93-0824 / September 1993
Nonstandard Bylaw Amendment

93 - 0824

FROM: James J. Engel, Deputy General Counsel

SUBJ: Nonstandard Bylaw Amendment for

DATE: September 13, 1993

You requested our opinion on a proposed nonstandard bylaw amendment submitted by [redacted]. The FCU proposes to amend Article X, Section 1 to create staggered three year terms for the supervisory committee members. Although we have no legal objection to the staggering of supervisory committee terms, some of the other changes in the proposed bylaw present problems. Also, the amendment should specify how the initial term staggering will be achieved.

The FCU's proposal would amend Article X, Section 1 to read as follows:

The supervisory committee shall be appointed by the board and shall consist of three members of this credit union. No employee of this credit union may be appointed to the committee. Regular terms of the committee members shall be for a period of three years, with staggered terms to ensure that only one committee member need be appointed each year. if any committee member resigns, or is in any other way unable to fulfill the responsibilities of the committee, the board shall appoint a successor to fulfill only the remainder of the unexpired term.

Staggering of supervisory committee members' terms does not violate either the FCU Act or the Regulations. Moreover, we have previously approved bylaw amendments providing for staggered terms for directors, and we agree with the FCU that staggering the supervisory committee members' terms will provide greater stability. Thus, we have no legal objection to the staggering of terms.

We note, however, that the proposed amendment varies from the standard bylaw in other ways as well. Two of those variations concern us.

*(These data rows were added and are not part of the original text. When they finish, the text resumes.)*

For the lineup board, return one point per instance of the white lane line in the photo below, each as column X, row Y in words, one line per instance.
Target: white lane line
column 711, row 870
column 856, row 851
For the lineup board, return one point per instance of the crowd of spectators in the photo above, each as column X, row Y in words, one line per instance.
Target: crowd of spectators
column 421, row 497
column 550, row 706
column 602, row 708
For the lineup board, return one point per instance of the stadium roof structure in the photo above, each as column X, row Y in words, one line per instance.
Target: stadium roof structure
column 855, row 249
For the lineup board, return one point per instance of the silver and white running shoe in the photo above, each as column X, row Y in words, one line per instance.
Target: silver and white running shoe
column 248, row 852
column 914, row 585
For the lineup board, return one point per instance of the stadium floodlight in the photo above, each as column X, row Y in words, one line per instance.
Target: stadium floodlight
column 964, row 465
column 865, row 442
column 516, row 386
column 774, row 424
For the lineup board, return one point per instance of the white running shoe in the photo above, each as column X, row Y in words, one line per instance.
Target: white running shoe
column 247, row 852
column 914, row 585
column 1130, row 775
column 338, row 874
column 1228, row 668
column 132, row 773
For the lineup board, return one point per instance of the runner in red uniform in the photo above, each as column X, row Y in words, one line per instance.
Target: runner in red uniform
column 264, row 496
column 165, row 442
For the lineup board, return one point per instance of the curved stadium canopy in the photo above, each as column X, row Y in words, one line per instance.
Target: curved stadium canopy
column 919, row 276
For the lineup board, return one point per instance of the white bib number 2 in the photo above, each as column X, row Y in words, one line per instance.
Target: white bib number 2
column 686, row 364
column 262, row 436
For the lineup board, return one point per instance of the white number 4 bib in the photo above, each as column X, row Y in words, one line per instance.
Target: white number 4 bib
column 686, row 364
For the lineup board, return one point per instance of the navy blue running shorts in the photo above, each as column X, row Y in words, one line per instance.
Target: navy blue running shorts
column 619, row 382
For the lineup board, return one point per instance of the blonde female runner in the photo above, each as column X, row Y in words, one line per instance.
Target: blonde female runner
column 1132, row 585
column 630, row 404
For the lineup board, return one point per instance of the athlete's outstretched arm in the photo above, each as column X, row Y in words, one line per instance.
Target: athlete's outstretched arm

First, the proposal deletes the standard bylaw, provision to the effect that no member of the credit committee may be appointed to the supervisory committee. The FCU offers no explanation for this change, and we recommend that the change not be allowed. Although neither the FCU Act nor the Regulations precludes an individual from serving on both the credit committee and the supervisory committee, we believe that such dual service is inconsistent with the supervisory committee's purpose of monitoring management practices and internal controls. We recommend that you not allow the proposed amendment unless the FCU includes the provision barring credit committee members from serving on the supervisory committee.

Second, the proposal deletes the standard bylaw provision stating that supervisory committee members' regular terms expire at the first regular board meeting after the annual meeting. Again, the clause in question is not legally required. However, we recommend that it be included in the bylaw in order to avoid any confusion about when a committee member's term expires.

Finally, we note that the bylaw does not specify how the initial staggering of terms will be achieved. We assume, from the wording of the FCU's letter to your office, that the terms of the current supervisory committee members are due to expire at the same time. It is unclear whether the FCU anticipates extending some of those terms in order to achieve its goal of staggering the terms. We recommend that your Office work with the FCU to devise a plan for achieving the initial staggering of terms. Whatever method of implementation your Office and the FCU agree on should be specified in the bylaw. If you wish to have this Office review the amendment after this change is made, we would be happy to do so.